On the positive side, Indonesians are the friendliest people we have ever met in all our travels. People will always say "hello mister" (yes, I'm a mister too), "where you go?", "where you come from?" and "thank you for coming to my country". Even as we drove by on our motorbike kids would yell out. Everyone is eager to talk and especially practice their english. Some of our most memorable experiences will be because of the people we met.

Balinese man who gave us tips on wear to eat good pork
Lombok Bakso man! He was very excited that we liked Bakso.
The crazy girls that all worked in the area. They were so much fun and excited!
Boys at a coffee shop in Lombok; the guy in the middle played and sang some American songs for us. These guys were hilarious!

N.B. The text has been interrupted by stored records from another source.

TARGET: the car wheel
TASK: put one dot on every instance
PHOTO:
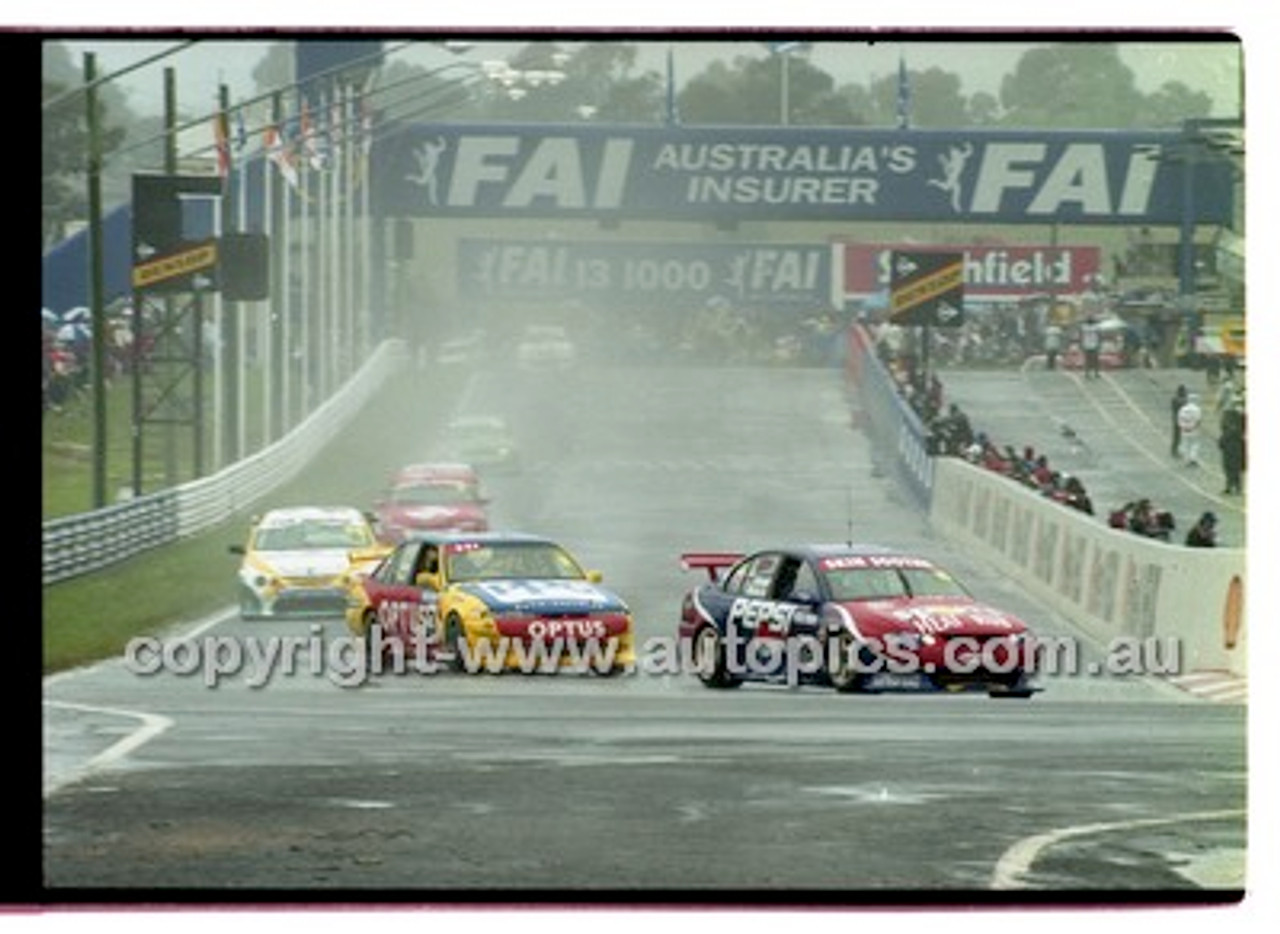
(711, 660)
(842, 673)
(456, 640)
(1015, 687)
(370, 662)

The food here has also been incredible. Neither of us knew much about Indonesian cuisine before and we've definitely come away with several dishes that we will be making at home! One challenge will be finding that sweet soya sauce that is a staple here...

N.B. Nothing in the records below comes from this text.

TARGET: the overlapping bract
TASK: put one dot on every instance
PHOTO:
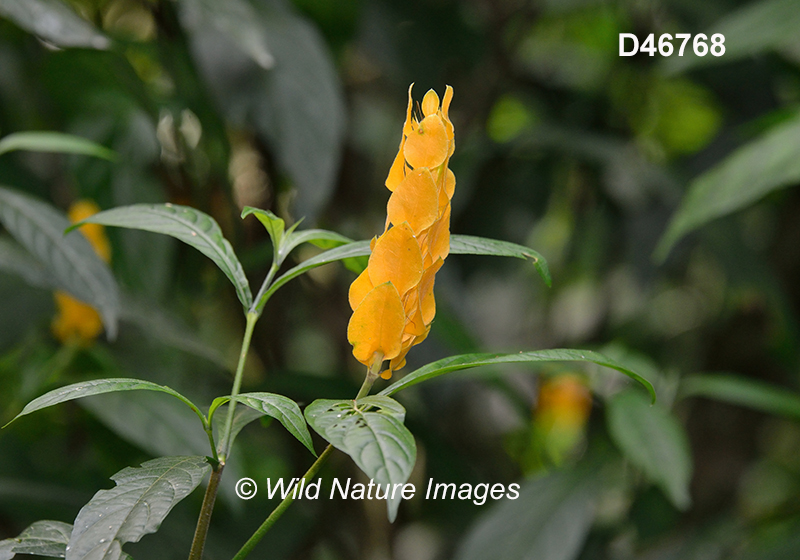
(392, 300)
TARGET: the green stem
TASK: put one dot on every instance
(258, 305)
(203, 522)
(200, 533)
(372, 375)
(282, 507)
(237, 383)
(369, 379)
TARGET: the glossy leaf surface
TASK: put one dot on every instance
(193, 227)
(371, 431)
(43, 538)
(467, 361)
(137, 506)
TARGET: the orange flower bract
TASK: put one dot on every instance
(392, 300)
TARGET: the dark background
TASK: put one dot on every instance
(561, 145)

Babi Gulling - the famous Bali roasted suckling pig.
Bakso; meatballs in a beef broth with noodles
Soto Ayam; chicken soup in a lemongrass broth with noodle
Typical Indonesian spread found at any Warung (street restaurant)
A lot of fish on Gili Air
Fish curry, grilled fish, served with nasi (rice) and kerupuk (crackers)
Lombok specialty: ground beef, lemongrass and coconut kabobs
Nasi Campur; A very common dish across Indonesia. It's basically rice with a little bit of everything that the cook has made that day. Always seams to include a fried chicken, fried tofu and fried tempeh.
Drinking some arak; Indonesian palm wine. It tastes a bit like sake and has an alcohol content of about 20% although it's usually homemade.
Murtabak; a big deep fried crepe stuffed with meat, veggies and egg.
Fresh fruit juices
Salak (snake fruit); looks and has the texture of giant garlic cloves but tastes citrusy and sweet
Jambu Air. Has the texture of an apple but has a rose water flavour.

Our next trip to Indonesia will be to the more remote islands such as Sumatra, Sumbawa, Flores and Papua. Tom is already planning a diving trip to Komodo and Raja Ampat!